Re: groff supports Italian input documents now

From: John Ankarström
Subject: Re: groff supports Italian input documents now
Date: Sun, 4 Jul 2021 00:04:05 +0200
Den 2021-07-03 kl. 04:50 skrev G. Branden Robinson:
> It seems that the EU has standardized on "no additional
> inter-sentence space" in its typography, so our Czech, German,
> French, Italian, and Swedish localization files all say .ss 12 0

I've always wondered about this. Does anyone know to what extent
"additional inter-sentence space" has been used in Europe prior to
this?

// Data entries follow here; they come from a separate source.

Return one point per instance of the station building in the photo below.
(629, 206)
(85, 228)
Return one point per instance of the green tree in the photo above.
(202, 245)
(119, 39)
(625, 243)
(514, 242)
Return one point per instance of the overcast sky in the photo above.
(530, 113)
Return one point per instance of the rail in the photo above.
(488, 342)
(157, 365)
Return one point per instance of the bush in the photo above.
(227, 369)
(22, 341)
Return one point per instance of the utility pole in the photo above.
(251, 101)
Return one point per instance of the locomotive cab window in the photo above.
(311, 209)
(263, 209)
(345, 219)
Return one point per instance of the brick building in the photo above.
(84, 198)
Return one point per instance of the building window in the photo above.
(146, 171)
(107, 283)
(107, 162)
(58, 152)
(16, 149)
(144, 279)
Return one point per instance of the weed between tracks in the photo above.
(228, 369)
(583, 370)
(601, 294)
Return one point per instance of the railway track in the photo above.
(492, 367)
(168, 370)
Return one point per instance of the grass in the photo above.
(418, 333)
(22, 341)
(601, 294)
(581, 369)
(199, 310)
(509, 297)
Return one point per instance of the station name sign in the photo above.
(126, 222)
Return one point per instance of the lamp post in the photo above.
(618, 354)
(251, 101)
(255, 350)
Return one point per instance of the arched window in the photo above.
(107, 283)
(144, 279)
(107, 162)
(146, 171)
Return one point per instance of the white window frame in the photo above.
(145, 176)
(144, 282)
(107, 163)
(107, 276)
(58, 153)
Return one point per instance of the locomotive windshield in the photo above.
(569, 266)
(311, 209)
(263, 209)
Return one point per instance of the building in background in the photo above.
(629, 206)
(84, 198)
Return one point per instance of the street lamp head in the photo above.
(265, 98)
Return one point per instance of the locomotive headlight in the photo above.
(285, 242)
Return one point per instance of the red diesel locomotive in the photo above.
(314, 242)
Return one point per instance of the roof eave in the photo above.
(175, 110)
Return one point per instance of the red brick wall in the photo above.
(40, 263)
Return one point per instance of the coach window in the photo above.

I'm personally thinking about Swedish primarily, but it would
be interesting with a closer look at this with regards to any of the
European languages.

Den 2021-07-03 kl. 16:44 skrev G. Branden Robinson:
>>  - The LANG variable is considered a legacy feature, and advertising
>>    legacy features is usually not a good idea.   Advertising a
>>    more modern syntax like "LC_ALL=it_IT.UTF-8 groff" exacerbates
>>    the previous problem, making the user wonder whether the "_IT"
>>    part matters and what effect it might have, and whether ".UTF-8"
>>    is the right choice and if so, whether ".UTF-8" here is sufficient
>>    to assure correct processing of the character encoding in the
>>    file - which it likely isn't.  The user might also wonder which
>>    effect, if any, the LC_TIME and LC_NUMERIC features contained
>>    in LC_ALL might have, and if those effects, if any, are beneficial
>>    or detrimental, and whether it might be better to set one of the
>>    other LC_* variables instead, and if so, which one.  It's not
>>    readily apparent which of the variables to set because none of
>>    them are designed for the purpose.
> These are all fair points and I will chew on them, and would like
> to solicit the views of others on this as well.
> The LANG point is the weakest; I highlighted it in my mail only
> because it was shorter and easier to type--laziness again.  I am
> aware of the prescribed precedence of the POSIX locale-related
> environment variables.

I'd like to chip in my agreement with Ingo on this point, generally.
To me, -mfr feels less opaque, less surprising and less fragile than

LC_CTYPE=fr_FR.UTF-8 also seems, as Ingo says, to imply that groff
will treat input as UTF-8. That's what Heirloom troff does. On the
one hand, this lends some credibility to the idea of using the LC_
variables for this purpose. On the other hand, this groff ignoring
the UTF-8 part of LC_CTYPE all the more surprising.

If groff should continue to use LC_CTYPE to determine input language,
should it not also use it to determine input encoding?